3
votes

I recently switched to PowerQuery to fetch data from various sources. I have loaded my existing data to a table called "masterEntries".

The query I have calls a function to check the last record for each source in "masterEntries" and fetches only newer records.

let
    Source = Excel.CurrentWorkbook(){[Name="formsMaster"]}[Content],
    #"Changed Type" = Table.TransformColumnTypes(Source,{{"FormName", type text}, {"Form", type text}, {"LastEntry", Int64.Type}}),
    #"Added Custom" = Table.AddColumn(#"Changed Type", "Custom", each formEntries([FormName],[LastEntry])),
    #"Expanded Custom" = Table.ExpandTableColumn(#"Added Custom", "Custom", {"EntryId", "Field1", "Field2", "Field3", "Field5", "DateCreated"}, {"EntryId", "Field1", "Field2", "Field3", "Field5", "DateCreated"}),
    #"Removed Columns" = Table.RemoveColumns(#"Expanded Custom",{"Form", "LastEntry"}),
in
    #"Removed Columns"

This query loads the data to a new table. Instead I want to append the data to "masterEntries".

I am trying to do this with PowerQuery and not VBA. PowerQuery has Append Query feature where two or more queries/results can be combined to a new table.

Even a new query to append the resulting table from above query ("latestEntries") to existing table ("masterEntries") will do.

Any ideas on how it can be done with PowerQuery?

EDIT

  1. My original data ("masterEntries") was loaded manually. It is a big table with 400K+ records. I can load it using a query if that is going to help.
  2. Every run of "latestEntries" checks what records are already in "masterEntries" and fetches only newer entries from different sources.
  3. The Append Query method in Power Query is just a connection. It does not append records permanently. That is, when "latestEntries" brings a new set of records, the "masterEntries" loses the records that were in the earlier run of "latestEntries".
3
You must create connection to 1st data source and load it. After that you should create 2nd connection and when you finish your edits just go to Append Queries from Home ribbon and select 1st connection. Then you will most likely have to sort the data. Very easy process, they've done a great job with it.zipa
The second connection loads data to a new table. It does not append data to my existing table. I don't want a new table with consolidated data. Correct me if I got you wrong.eshwar
It does, but then you apply Append Queries and it does exactly as it name tells and gives you appended solution.zipa
By "appended solution" do you mean that I get the main table is appended with additional data? What I get is a new table which I don't want.eshwar
You first get new table, and then you append that new table to the last one. Or you can choose Append Queries as New and it will create a new table that is a combination of two.zipa

3 Answers

1
votes

This sounds a bit like a request for "incremental load". This is currently not supported by Power Query in Excel. The workaround is to go via a "linkback"-table like described here: http://ms-olap.blogspot.de/2015/05/incremental-data-loads-in-microsoft.html

If your linkback-table exceeds 1,1 Mio rows, you can use JSON-compression like described here: http://www.thebiccountant.com/2016/12/06/how-to-store-tables-longer-than-11-mio-rows-in-excel/ But be aware, that this costs performance.

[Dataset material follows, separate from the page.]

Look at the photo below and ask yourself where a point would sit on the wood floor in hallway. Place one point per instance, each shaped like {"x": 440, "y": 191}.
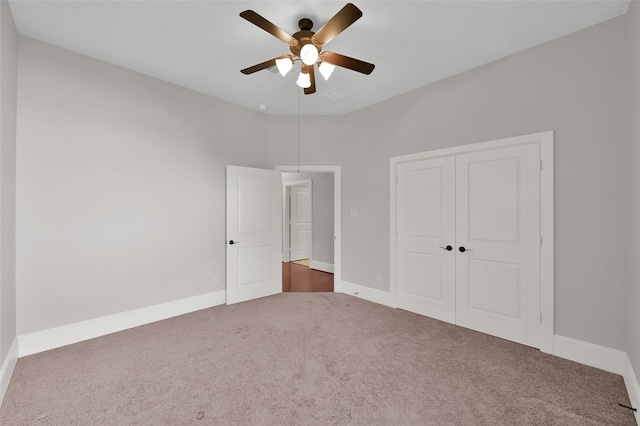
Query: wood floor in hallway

Both methods "cost" performance, so this technique only makes sense, if you "save" repetitive execution of really heavy transformations (or long loads from the web).

0
votes

You should add something like this, just change name of Your_Table into table you want to use:

    #"Append Query" = Table.Combine({#"Removed Columns", Your_Table})
in
    #"Append Query"
0
votes

Assuming you have some kind of ID, and it is integer, here is the query for the masterEntries table (this is important!):

let
    Source = Excel.CurrentWorkbook(){[Name="masterEntries"]}[Content],
    Types = Table.TransformColumnTypes(Source,{{"ID", Int64.Type}, {"Value", type number}}),

    //Assuming you have integer-type IDs. 
    //Otherwise you have to order and index records in a view, and query that view.
    MaxID = List.Max(Types[ID]), 
    //if you have ordered index, List.Max() can be substituted with Table.LastN(Types, 1)[ID]{0}
    //it may perform better.

    TableFromDB = Excel.CurrentWorkbook(){[Name="source"]}[Content], //Replace with database table
    GetNewRows = Table.SelectRows(TableFromDB, each [ID] > MaxID),
    MergeTables = Table.Combine({Types, GetNewRows})
in
    MergeTables